What is the complexity of:

int f4(int n)
{
   int i, j, k=1, count = 0;

   for(i = 0; i < n; i++) 
   {
      k *= 3;

      for(j = k; j; j /= 2)
         count++;
   }

   return count;
}

I know it is O(n^2) but how do you calculate this? and why isn't it n*log n?

closed as not a real question by George Stocker Sep 16 '12 at 1:02

It's difficult to tell what is being asked here. This question is ambiguous, vague, incomplete, overly broad, or rhetorical and cannot be reasonably answered in its current form. For help clarifying this question so that it can be reopened, visit the help center. If this question can be reworded to fit the rules in the help center, please edit the question.

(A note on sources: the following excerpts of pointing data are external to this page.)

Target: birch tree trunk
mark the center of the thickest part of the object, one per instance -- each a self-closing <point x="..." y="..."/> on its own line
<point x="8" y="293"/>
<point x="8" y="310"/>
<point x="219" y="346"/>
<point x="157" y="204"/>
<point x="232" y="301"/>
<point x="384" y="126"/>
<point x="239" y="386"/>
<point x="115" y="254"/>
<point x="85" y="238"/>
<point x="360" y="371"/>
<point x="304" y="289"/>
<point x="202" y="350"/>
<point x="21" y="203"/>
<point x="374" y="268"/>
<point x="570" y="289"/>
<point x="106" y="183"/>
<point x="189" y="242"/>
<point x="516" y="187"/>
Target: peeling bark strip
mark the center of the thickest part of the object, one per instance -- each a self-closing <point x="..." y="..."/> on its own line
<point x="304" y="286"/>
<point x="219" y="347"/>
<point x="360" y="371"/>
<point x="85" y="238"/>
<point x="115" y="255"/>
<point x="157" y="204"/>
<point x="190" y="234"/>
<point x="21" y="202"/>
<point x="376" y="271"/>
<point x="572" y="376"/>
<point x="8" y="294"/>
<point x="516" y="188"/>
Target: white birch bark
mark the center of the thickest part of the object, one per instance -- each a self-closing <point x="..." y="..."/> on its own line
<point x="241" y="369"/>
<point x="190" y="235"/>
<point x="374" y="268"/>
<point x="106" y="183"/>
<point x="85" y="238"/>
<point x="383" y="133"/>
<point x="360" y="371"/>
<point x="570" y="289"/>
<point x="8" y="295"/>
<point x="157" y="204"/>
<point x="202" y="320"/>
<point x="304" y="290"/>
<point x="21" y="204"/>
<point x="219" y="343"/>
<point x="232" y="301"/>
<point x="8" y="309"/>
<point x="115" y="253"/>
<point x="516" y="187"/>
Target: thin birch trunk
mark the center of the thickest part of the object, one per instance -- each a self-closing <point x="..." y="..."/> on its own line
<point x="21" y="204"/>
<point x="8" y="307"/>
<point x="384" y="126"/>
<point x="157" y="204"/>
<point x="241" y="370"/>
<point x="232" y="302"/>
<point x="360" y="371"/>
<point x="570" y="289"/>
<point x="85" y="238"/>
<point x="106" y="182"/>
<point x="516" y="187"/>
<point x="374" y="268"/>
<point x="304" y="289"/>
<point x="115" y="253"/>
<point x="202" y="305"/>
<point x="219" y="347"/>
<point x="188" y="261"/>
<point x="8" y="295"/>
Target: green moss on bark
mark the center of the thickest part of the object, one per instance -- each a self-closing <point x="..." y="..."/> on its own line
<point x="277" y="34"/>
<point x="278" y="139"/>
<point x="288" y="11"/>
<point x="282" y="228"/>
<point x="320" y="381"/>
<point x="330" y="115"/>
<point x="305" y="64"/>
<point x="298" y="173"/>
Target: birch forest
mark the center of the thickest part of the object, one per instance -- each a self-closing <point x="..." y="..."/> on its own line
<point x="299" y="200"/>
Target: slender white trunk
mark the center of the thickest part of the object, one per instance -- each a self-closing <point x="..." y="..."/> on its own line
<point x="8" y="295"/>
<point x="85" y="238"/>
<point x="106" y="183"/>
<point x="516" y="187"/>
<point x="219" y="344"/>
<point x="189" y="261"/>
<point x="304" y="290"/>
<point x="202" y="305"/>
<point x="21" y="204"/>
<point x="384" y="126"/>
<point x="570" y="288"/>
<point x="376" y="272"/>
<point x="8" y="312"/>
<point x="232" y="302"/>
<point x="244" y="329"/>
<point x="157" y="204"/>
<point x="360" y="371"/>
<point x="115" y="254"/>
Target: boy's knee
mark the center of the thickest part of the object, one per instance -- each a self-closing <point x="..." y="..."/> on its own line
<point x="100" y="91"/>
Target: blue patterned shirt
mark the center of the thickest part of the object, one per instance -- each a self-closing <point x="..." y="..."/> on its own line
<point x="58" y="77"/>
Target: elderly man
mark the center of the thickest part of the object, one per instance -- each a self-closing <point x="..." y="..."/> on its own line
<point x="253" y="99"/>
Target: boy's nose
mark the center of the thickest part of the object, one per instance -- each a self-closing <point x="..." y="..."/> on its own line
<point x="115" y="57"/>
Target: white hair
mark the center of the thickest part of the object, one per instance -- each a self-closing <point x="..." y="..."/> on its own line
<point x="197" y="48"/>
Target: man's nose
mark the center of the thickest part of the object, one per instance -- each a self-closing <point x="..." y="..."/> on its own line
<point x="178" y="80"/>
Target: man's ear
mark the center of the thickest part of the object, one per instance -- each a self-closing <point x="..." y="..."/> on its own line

  • Having looked at your other questions, it seems you're just trying to get your current homework assignment done... Good luck with that :-) – Shalom Craimer Feb 15 '09 at 9:46
  • I'm looking for answers to some HW questions which I'm not sure how to solve by myself but I'm not trying to get it all done by others. I'm just trying to understand how complexity works. – yyy Feb 15 '09 at 10:47
  • Corman Leisterson Rivest and Stein. The Big White Book. Ask for it by name. – Brian Postow Dec 3 '09 at 22:04
22

There are n outer loops. At any point, k = 3i. There are log2(k) inner loops (because we halve j on each iteration.)

log2(3i) = log3 (3i) / log3(2) = i / (constant)

So the complexity of the inner loop is i. In other words, this program has the same complexity (but not the exact same number of iterations) as

int f4changed(int n)
{
   int i, j, count = 0;

   for(i = 0; i < n; i++) 
   {
      for(j = 0; j < i; j++)
      {
          count++;
      }
   }
}

This is O(n2) as you've already seen.

  • May I suggest writing 3<sup>i</sup> for the power, to avoid any possible confusion with bitwise xor? – Hosam Aly Mar 3 '09 at 12:50
2

i = 1 results in 3 iterations (of the inner loop) (3, 1, 0)
i = 2 is 8 (5 then 3)
i = 3 is 13 (7 + 5 + 3)

What you have is approximating an arithmetic series, which is O(n2).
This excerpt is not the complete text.